Die Idee des Frauenmahls, entwickelt von Frauen der Theologischen Fakultät Marburg und des Frauenstudien- und -bildungszentrums der EKD sowie der Frauenarbeit der Evangelischen Kirche von Kurhessen-Waldeck, soll ausstrahlen und weiter wirken. Bislang werden Frauenmähler in zehn Städten in Deutschland veranstaltet. Während im vergangenen Herbst in Wermelskirchen, Köln, Marburg und weiteren Städten schon Frauenmähler stattfanden, wird die Evangelische Frauenarbeit in Baden am 24. Juni ein gemeinsames Essen in Karlsruhe vorbereiten, und die Schwäbisch-Haller Tischreden werden am 26. Oktober gehalten.

Insgesamt trafen sich bis jetzt über eintausend Frauen. Und die Idee wirkt ansteckend.
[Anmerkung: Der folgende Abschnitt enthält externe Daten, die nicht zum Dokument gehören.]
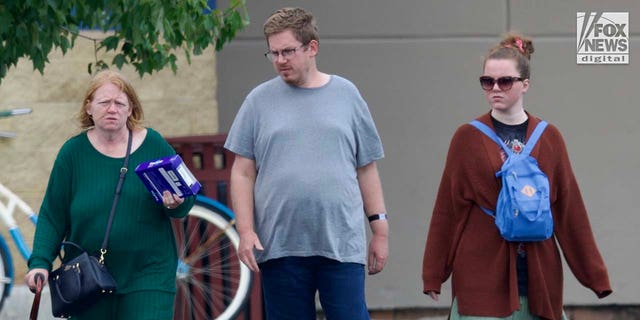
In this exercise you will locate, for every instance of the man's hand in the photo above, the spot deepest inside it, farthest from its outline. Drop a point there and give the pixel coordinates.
(378, 253)
(248, 241)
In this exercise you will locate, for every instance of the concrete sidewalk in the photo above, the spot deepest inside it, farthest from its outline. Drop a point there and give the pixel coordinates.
(18, 305)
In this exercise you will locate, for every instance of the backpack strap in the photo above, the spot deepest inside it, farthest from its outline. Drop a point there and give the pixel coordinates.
(491, 134)
(537, 132)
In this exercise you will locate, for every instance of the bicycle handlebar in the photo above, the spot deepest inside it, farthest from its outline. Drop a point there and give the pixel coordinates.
(14, 112)
(9, 113)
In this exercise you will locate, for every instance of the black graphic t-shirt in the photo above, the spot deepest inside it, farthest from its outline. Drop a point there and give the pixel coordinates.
(513, 136)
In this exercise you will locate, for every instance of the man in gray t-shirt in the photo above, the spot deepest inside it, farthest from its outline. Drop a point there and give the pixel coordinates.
(304, 180)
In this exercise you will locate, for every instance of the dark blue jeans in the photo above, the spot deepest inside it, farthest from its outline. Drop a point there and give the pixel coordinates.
(289, 287)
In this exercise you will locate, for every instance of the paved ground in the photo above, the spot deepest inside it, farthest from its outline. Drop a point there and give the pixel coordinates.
(18, 306)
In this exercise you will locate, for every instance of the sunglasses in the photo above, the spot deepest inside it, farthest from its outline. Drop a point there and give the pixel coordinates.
(504, 83)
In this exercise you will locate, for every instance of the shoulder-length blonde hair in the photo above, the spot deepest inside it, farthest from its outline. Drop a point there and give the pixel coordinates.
(100, 79)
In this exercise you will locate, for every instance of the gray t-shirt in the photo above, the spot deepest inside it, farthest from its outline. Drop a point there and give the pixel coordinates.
(307, 144)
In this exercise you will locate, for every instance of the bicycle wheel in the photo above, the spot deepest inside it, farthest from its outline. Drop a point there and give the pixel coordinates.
(212, 283)
(5, 276)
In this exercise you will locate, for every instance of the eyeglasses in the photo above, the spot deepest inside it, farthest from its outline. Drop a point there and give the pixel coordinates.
(107, 103)
(285, 53)
(504, 83)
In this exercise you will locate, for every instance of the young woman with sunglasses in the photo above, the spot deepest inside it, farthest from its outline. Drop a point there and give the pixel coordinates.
(491, 277)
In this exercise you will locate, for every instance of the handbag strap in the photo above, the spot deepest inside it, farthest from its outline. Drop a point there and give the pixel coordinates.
(123, 172)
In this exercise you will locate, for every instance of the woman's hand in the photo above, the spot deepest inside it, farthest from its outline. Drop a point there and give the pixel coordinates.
(171, 201)
(30, 278)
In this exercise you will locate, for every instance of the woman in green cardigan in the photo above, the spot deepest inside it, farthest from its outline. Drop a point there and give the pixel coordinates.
(141, 253)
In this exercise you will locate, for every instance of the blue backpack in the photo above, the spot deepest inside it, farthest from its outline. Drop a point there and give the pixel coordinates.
(523, 210)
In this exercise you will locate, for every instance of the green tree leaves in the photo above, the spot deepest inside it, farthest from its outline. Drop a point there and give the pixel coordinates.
(143, 33)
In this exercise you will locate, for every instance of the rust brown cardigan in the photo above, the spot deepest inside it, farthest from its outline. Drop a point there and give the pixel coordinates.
(464, 242)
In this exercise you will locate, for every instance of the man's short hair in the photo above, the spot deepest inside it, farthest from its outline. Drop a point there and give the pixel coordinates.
(300, 21)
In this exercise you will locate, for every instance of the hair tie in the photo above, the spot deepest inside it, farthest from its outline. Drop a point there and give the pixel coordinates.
(519, 44)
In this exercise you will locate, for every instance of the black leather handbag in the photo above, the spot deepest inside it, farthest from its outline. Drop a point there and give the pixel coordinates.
(80, 282)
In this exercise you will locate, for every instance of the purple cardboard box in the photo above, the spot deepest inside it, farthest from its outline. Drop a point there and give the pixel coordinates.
(168, 173)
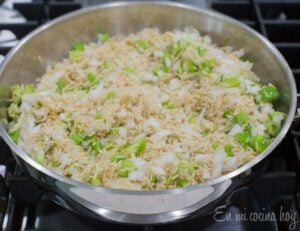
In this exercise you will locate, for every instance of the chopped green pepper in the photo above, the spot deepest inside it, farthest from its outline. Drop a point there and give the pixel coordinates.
(177, 47)
(244, 139)
(207, 66)
(154, 179)
(95, 181)
(201, 51)
(228, 113)
(192, 120)
(228, 149)
(78, 138)
(113, 131)
(241, 118)
(125, 168)
(111, 95)
(14, 135)
(271, 128)
(181, 182)
(103, 37)
(260, 142)
(61, 84)
(18, 91)
(40, 157)
(13, 111)
(99, 115)
(269, 93)
(190, 66)
(78, 46)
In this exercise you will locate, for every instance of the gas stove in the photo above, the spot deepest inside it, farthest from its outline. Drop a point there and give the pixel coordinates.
(270, 201)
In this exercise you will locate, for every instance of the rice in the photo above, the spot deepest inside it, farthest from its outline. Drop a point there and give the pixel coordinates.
(146, 111)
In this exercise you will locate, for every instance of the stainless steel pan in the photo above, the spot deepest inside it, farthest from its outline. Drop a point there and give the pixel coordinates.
(49, 43)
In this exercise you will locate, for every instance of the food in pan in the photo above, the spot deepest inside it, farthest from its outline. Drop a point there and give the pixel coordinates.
(146, 111)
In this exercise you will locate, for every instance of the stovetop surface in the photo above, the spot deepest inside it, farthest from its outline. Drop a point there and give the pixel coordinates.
(268, 202)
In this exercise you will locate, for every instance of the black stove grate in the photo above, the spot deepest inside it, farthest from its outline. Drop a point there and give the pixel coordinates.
(23, 207)
(36, 13)
(279, 21)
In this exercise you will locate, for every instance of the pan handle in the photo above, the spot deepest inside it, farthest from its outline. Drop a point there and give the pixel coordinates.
(295, 128)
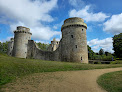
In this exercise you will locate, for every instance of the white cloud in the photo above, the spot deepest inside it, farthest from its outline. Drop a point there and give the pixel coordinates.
(114, 24)
(31, 14)
(41, 34)
(77, 3)
(105, 44)
(7, 39)
(27, 11)
(88, 16)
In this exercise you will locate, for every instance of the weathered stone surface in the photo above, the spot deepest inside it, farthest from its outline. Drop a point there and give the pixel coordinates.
(71, 48)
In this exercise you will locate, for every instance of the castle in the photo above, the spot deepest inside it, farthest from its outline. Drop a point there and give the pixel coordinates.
(71, 48)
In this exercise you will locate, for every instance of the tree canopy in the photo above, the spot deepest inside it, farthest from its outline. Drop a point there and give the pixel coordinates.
(101, 51)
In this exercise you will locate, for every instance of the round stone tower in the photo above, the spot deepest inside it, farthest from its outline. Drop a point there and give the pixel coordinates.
(74, 42)
(21, 37)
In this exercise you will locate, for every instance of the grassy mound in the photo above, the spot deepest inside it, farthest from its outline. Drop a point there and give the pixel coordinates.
(112, 82)
(11, 68)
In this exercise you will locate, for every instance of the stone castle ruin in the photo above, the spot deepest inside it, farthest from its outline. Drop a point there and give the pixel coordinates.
(71, 48)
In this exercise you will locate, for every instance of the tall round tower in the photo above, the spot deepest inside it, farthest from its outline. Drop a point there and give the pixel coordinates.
(74, 42)
(21, 37)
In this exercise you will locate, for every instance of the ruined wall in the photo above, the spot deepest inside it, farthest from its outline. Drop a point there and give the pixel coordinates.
(34, 52)
(74, 43)
(54, 45)
(71, 48)
(10, 47)
(21, 37)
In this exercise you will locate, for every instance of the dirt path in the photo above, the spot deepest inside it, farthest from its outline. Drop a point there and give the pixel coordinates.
(68, 81)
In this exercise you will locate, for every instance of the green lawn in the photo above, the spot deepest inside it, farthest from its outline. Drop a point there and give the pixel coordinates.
(112, 82)
(11, 68)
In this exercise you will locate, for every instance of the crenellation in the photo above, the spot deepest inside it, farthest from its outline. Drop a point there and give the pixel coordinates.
(71, 48)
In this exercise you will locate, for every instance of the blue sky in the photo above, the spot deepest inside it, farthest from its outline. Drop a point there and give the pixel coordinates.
(45, 18)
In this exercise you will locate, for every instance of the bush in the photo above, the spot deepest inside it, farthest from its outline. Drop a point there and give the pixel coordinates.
(108, 58)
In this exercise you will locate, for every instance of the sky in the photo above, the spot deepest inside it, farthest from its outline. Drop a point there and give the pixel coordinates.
(45, 18)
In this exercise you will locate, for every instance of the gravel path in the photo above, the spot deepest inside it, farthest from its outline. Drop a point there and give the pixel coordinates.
(67, 81)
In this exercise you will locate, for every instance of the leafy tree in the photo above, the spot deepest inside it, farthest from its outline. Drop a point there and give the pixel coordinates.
(101, 51)
(117, 45)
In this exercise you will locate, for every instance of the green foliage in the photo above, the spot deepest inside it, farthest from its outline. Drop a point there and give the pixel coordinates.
(11, 67)
(117, 45)
(3, 47)
(43, 46)
(111, 82)
(116, 62)
(101, 52)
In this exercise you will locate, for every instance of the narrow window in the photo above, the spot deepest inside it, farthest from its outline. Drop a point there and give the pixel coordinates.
(72, 36)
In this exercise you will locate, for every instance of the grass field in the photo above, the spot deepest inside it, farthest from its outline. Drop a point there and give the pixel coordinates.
(11, 68)
(112, 82)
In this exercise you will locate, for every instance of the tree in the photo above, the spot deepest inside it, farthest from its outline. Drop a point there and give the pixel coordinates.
(117, 45)
(101, 51)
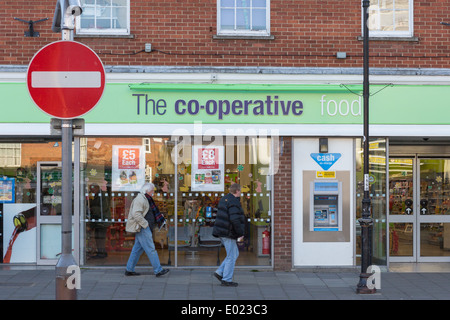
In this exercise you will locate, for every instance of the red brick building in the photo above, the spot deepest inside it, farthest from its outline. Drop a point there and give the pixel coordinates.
(299, 47)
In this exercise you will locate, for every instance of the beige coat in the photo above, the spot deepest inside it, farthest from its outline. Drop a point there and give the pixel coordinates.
(138, 209)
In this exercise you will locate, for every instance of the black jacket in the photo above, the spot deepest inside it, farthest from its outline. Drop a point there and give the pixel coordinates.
(230, 219)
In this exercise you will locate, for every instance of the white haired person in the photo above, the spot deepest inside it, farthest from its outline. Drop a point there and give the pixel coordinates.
(141, 220)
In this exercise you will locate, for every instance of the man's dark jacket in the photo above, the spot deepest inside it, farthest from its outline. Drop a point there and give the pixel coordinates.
(230, 219)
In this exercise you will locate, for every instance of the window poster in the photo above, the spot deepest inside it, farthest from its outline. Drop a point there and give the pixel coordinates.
(19, 233)
(207, 168)
(128, 168)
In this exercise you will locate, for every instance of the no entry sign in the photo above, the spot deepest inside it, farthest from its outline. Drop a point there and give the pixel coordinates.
(66, 79)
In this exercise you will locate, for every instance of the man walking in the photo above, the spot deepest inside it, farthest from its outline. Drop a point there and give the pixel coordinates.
(229, 226)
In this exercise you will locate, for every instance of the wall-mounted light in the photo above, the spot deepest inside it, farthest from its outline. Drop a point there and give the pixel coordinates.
(323, 145)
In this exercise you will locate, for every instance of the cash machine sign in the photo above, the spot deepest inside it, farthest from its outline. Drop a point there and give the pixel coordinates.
(326, 160)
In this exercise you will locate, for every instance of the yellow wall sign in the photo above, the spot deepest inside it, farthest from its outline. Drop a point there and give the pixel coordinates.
(326, 174)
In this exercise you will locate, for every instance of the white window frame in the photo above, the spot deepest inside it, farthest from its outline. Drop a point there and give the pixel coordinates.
(95, 31)
(228, 32)
(10, 154)
(391, 33)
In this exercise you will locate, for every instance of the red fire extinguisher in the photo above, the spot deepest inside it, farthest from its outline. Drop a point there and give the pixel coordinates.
(266, 242)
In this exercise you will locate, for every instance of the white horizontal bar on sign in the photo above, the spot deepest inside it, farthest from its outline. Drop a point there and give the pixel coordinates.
(65, 79)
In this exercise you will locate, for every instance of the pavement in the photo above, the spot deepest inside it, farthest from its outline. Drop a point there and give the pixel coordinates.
(199, 284)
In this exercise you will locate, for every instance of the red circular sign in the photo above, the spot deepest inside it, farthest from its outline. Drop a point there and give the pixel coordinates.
(66, 79)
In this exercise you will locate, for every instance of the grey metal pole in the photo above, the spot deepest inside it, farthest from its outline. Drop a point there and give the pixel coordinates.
(66, 259)
(365, 221)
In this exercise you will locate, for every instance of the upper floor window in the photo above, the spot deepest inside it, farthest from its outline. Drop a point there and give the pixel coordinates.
(391, 18)
(104, 17)
(243, 17)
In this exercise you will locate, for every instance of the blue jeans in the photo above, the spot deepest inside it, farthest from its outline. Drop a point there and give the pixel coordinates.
(144, 242)
(226, 269)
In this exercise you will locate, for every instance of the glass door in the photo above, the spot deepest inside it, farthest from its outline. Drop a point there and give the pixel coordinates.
(49, 201)
(402, 213)
(419, 209)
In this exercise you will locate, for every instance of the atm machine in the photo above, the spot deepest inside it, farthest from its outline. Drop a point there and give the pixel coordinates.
(325, 205)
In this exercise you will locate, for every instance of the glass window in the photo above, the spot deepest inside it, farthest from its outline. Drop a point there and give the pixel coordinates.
(243, 17)
(433, 240)
(18, 198)
(377, 183)
(434, 186)
(390, 18)
(187, 193)
(104, 17)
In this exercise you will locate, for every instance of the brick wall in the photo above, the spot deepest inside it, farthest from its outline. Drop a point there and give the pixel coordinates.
(307, 34)
(282, 232)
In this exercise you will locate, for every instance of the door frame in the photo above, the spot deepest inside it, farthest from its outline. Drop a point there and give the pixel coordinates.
(55, 220)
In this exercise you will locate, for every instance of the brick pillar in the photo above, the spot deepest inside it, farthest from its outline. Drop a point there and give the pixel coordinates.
(282, 230)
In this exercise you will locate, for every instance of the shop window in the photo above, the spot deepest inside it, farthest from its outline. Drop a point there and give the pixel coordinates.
(391, 18)
(18, 198)
(377, 192)
(201, 187)
(246, 17)
(104, 17)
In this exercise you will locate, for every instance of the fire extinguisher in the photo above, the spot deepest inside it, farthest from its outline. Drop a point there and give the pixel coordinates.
(266, 242)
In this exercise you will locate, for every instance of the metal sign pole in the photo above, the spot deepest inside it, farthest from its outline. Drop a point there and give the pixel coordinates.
(66, 260)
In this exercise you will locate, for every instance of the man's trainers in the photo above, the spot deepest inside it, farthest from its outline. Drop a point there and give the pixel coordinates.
(229, 284)
(218, 276)
(162, 272)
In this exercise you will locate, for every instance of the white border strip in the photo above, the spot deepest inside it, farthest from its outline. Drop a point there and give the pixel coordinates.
(311, 130)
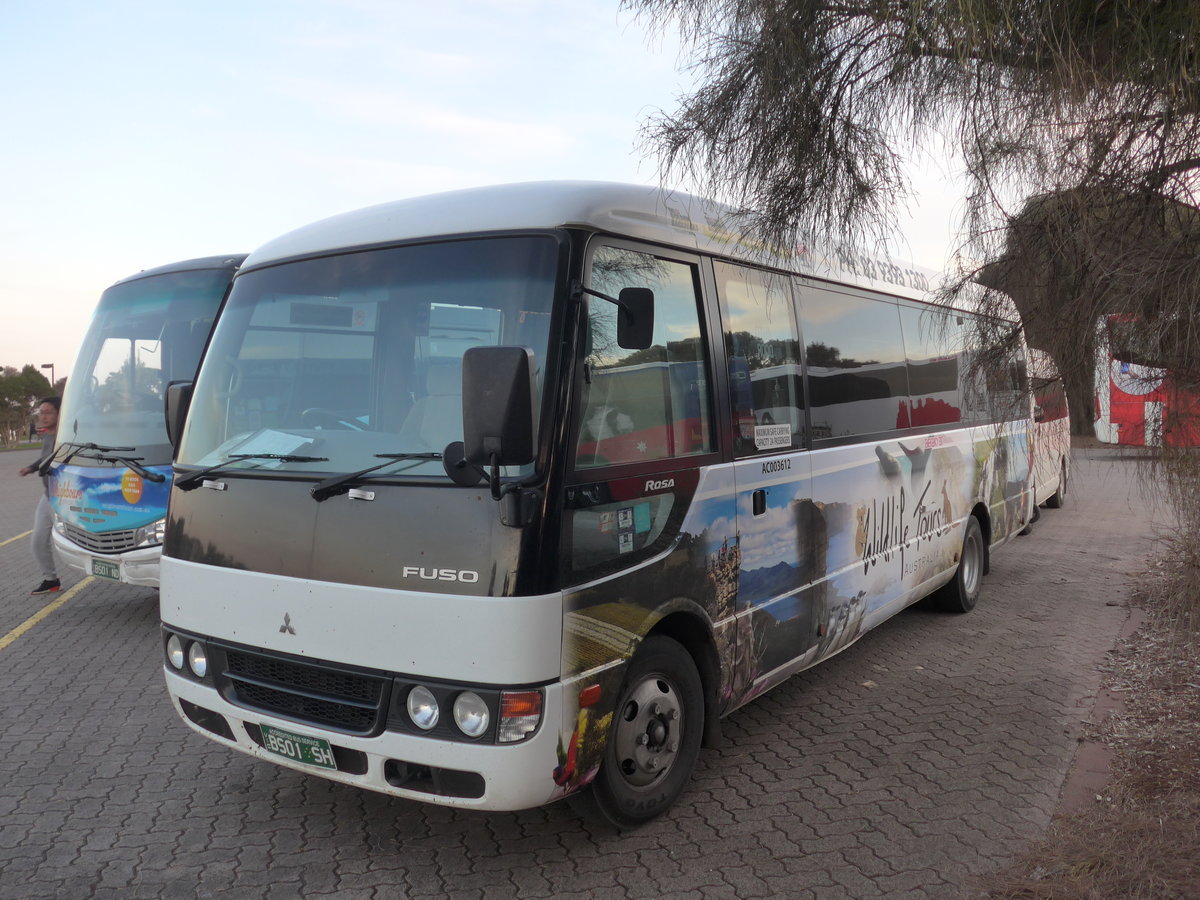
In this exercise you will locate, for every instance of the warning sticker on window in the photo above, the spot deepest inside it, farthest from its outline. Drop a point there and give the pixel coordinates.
(772, 437)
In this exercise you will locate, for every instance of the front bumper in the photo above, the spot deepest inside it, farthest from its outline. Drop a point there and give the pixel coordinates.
(415, 767)
(135, 567)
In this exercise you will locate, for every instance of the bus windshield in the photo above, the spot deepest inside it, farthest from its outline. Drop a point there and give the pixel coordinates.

Überall können Gastmähler gefeiert werden, die Menschen zusammenbringen, die sich einmischen wollen, denen Glaube und religiöse Fragen wichtig sind, die Zukunft in Kirche und Gesellschaft mitgestalten wollen.

Die Reden, Voten, Termine sowie praktische Anregungen und Kontaktadressen können Interessierte im Internet auf www.frauenmahl.de lesen. Vielleicht gelingt es, darin eine gemeinsame Botschaft sichtbar zu machen. Wer die Idee des Frauenmahls weiterentwickeln will, kann die Internetpräsenz dafür nutzen, um aus dem einen Mahl einen Weg zu machen, den viele mitgehen und beleben.